>I question whether this would always, or even usually, be the case. From
>the point of view of GDP, yeah. But we're assuming that this is a
>socialist society, and we're not worried about being GDP size queens. If
>the quantity "n" in your example represents an easy afternoon on the golf
>course for a doctor, then from his point of view, it's not wasted at all --
>it's been spent producing leisure. More generally, I think you and Hayek
>are going to be hard pushed to come up with a principled distinction
>between having workers slack on the job, and produce Y units of output for
>X units of input, and having workers work hard, produce Y units of output
>for X-n units of input, then spend n units of input on producing leisure.

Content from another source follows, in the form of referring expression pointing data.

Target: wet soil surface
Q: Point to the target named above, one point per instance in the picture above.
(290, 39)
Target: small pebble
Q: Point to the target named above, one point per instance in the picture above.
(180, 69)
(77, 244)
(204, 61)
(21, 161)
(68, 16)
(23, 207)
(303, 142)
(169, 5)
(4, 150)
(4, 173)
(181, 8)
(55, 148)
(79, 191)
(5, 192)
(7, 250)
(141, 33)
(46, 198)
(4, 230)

>To me, this resembles a separation theorem, like the Fisher one.
>
>So, I think, this means that I can avoid the implicit challenge to a
>planned economy that it wouldn't be *optimally efficient*, in some
>technical sense of "optimally efficient". I can get away with establishing
>that a planned economy could produce enough to satisfy peoples' needs,
>given the available inputs, and say that the rest is being spent on
>leisure. And slacking on the job definitely is a form of leisure, and
>often a rather agreeable one (can anyone tell I've just come back from
>lunch?). So unless planned economic systems are actually so inefficient
>that they are incapable of producing enough resources for everyone in the
>economy to have the necessary means to enjoy their life, Hayek's point and
>yours can't be established, and the modern left is right to ignore "waste".
You put it quite nicely. Even capitalist management often allows for slacking off, shrinkage, etc. Policing every move of a worker & exercising perfect discipline (no "wasted" moment, no "wasted" movement, no "wasted" resources) may be the dream of a capitalist Panopticon, but where there is power, there is resistance, as Foucault says (and even capitalists know this). Whether the market or planning or a mixture of both, the techniques of extracting "optimal efficiency" which look good on paper are likely to turn out to be inefficient practically. I think that communist planning should include much elbowroom, so to speak. There is a Japanese adage "muyo no yo," which may be translated as "usefulness of uselessness," "utility of non-utility," or something like that. In a future of emancipated work & abundant free time, I hope we'll enjoy much _muyo no yo_. (Here's my utopian/millenarian speculation, Carrol!)
>I'm treating the definition of "enough to satisfy peoples' needs" as if it
>were unproblematic, because the last time the issue was raised, we got
>twenty posts on the necessity or otherwise of toilet paper, half of which
>bounced off my firewall :-)
A wise move, my dear. Let us save ourselves from Tedium & Te Deum. You disappoint me, however, by saying that you were prevented by the Flemings Panopticon from enjoying my scatological humor (will this post bounce also???)